Feldman Architecture delivered their clients The Farm House with a hope to create a contemporary, sustainable, and functional home for within the building constraints of urban San Francisco.

The house, built in 1912, was a shingle-and-brick Edwardian sitting on a large but overgrown lot. It evoked the casual charm of an old New England shingle-style house and, because larger parcels are a rarity in the city, was given the tongue-in-cheek name The Farm.

The house had remained largely unchanged from its original design, except for some bathroom and kitchen updates in the 1970s. Its rooms were small, dark, and awkwardly arranged, with no internal access to the basement or yard. The clients loved the character of the older home and wanted its rehabilitation to respect and maintain its original grace and charm.

The new design opened the floor plan. A new central stair topped with expansive skylights now floods the interiors with natural light. New French doors on two levels provide generous connections to the yard.

An abundance of sustainable features, many of them subtly hidden, were installed on the property and achieved LEED Platinum. Two types of water re-use systems –rainwater and grey water–with their tanks concealed below the rear deck, harvest water for irrigating the new gardens and flushing the toilets.
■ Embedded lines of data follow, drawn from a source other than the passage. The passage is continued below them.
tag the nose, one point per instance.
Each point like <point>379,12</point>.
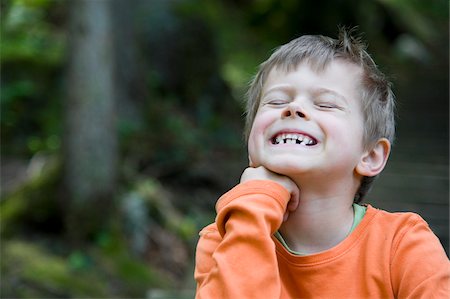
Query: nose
<point>294,110</point>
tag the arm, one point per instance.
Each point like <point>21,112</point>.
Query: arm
<point>236,257</point>
<point>420,267</point>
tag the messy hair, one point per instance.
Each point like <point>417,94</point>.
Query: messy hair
<point>377,98</point>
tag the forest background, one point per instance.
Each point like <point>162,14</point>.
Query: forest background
<point>121,125</point>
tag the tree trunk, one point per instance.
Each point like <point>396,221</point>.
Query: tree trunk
<point>90,149</point>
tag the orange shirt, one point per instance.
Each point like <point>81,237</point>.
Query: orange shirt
<point>388,255</point>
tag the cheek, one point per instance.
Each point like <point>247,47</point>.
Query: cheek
<point>257,137</point>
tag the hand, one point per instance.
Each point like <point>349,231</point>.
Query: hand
<point>262,173</point>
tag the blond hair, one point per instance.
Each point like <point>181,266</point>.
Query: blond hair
<point>318,51</point>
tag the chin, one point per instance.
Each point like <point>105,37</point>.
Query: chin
<point>287,169</point>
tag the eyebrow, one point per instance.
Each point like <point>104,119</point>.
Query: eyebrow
<point>317,91</point>
<point>279,87</point>
<point>322,90</point>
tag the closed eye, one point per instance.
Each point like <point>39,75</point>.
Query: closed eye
<point>277,102</point>
<point>328,106</point>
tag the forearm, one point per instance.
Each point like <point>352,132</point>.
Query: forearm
<point>244,263</point>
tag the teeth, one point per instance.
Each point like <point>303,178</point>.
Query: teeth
<point>292,138</point>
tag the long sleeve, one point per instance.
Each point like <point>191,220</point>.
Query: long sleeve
<point>236,256</point>
<point>420,267</point>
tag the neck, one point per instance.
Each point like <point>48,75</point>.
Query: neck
<point>322,220</point>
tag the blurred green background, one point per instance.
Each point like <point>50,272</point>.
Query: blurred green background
<point>121,125</point>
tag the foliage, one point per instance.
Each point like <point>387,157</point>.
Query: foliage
<point>184,84</point>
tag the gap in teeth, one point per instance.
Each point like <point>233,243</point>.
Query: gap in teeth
<point>289,138</point>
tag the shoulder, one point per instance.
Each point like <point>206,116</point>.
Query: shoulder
<point>397,221</point>
<point>404,231</point>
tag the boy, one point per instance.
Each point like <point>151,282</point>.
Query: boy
<point>320,124</point>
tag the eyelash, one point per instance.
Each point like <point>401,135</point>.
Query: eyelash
<point>328,106</point>
<point>276,102</point>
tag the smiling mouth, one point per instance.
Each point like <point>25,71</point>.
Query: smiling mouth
<point>293,138</point>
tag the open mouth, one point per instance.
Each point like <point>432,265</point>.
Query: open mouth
<point>293,138</point>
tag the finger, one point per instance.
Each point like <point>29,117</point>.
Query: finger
<point>294,201</point>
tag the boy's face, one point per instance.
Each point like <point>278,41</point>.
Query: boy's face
<point>309,122</point>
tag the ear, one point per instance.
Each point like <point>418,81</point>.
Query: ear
<point>374,160</point>
<point>250,162</point>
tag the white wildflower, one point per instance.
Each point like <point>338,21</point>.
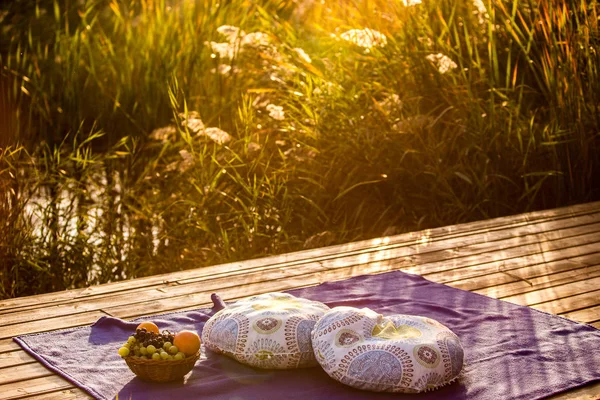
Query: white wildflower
<point>192,121</point>
<point>187,160</point>
<point>232,33</point>
<point>481,11</point>
<point>480,6</point>
<point>443,62</point>
<point>302,54</point>
<point>256,39</point>
<point>366,38</point>
<point>163,134</point>
<point>276,112</point>
<point>216,134</point>
<point>224,50</point>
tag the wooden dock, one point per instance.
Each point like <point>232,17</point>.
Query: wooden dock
<point>548,260</point>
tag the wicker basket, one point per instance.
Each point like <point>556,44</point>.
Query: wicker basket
<point>161,370</point>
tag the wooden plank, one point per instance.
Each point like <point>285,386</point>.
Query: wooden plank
<point>23,372</point>
<point>527,284</point>
<point>572,303</point>
<point>50,324</point>
<point>425,265</point>
<point>554,293</point>
<point>435,234</point>
<point>46,384</point>
<point>587,315</point>
<point>309,274</point>
<point>173,292</point>
<point>96,303</point>
<point>551,261</point>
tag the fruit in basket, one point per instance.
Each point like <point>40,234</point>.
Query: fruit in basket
<point>148,327</point>
<point>187,342</point>
<point>149,344</point>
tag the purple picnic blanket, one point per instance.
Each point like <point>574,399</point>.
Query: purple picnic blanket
<point>511,352</point>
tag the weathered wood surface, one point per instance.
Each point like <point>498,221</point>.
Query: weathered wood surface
<point>548,260</point>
An HRV (Heat Recovery Ventilation) system provides the home with clean air without energy loss. A large solar array powers the majority of the home’s electrical needs and helps heat the domestic water as well as the hydronic in-floor heating. The house features advanced water- and power-monitoring. Materials are sustainably sourced and non-toxic. Carefully modifying the old house to meet the needs of a modern family and inserting high-performance, sustainable building strategies have transformed The Farm into an elegant structure that perfectly suits our historic but forward-looking San Francisco.